← Back

Privacy Policy

Last updated: 18 February 2026

1. Introduction and Scope

BugBoard ("we", "us", "our") is a visual feedback and bug reporting tool operated by TechTeamUp, a company based in the United Kingdom. This Privacy Policy explains how we handle personal information at bugs.techteamup.com.

This policy applies globally to:

  • Project Owners — users who create projects and install the embeddable widget on their websites
  • Team Members — users who review and manage bug reports within projects
  • Feedback Submitters — end users of third-party websites who submit visual feedback via the embedded widget

We comply with the UK GDPR, EU GDPR, Data Protection Act 2018, CCPA/CPRA, and other applicable laws.

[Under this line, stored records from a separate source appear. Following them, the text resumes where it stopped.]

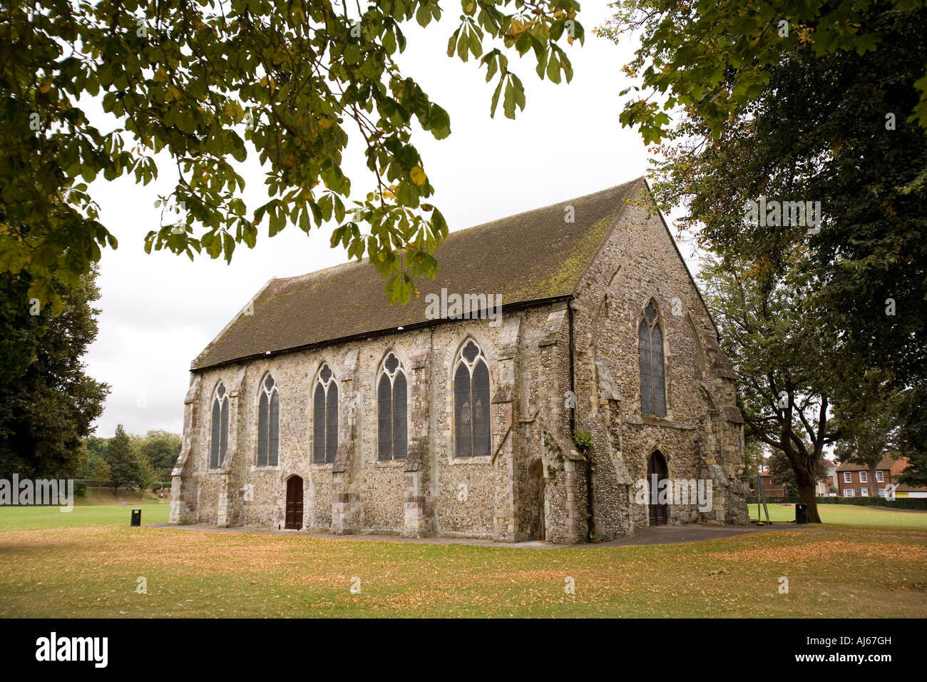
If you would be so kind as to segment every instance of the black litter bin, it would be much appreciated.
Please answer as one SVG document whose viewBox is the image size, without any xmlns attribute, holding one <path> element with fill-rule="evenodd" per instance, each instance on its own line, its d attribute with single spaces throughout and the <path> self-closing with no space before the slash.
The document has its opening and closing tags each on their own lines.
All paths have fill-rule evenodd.
<svg viewBox="0 0 927 682">
<path fill-rule="evenodd" d="M 795 523 L 808 522 L 808 506 L 799 502 L 795 505 Z"/>
</svg>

2. Data Controller and Data Processor

  • Data Controller: TechTeamUp is the controller for BugBoard account data.
  • Data Processor: For feedback data collected via the widget on third-party sites, the site operator (Project Owner) is the controller and TechTeamUp is the processor. See our Data Processing Agreement.

Data Protection Contact: Tom Watts, Director · TechTeamUp · [email protected]

3. Personal Data We Collect

3.1 Information Provided by Users

CategoryExamplesLawful Basis
Account dataName, email, hashed passwordContract (Art. 6(1)(b))
Bug report contentDescription text, annotationsContract / Consent (Art. 6(1)(b)/(a))
Feedback submitter infoName/email if provided via widget form fieldsConsent (Art. 6(1)(a))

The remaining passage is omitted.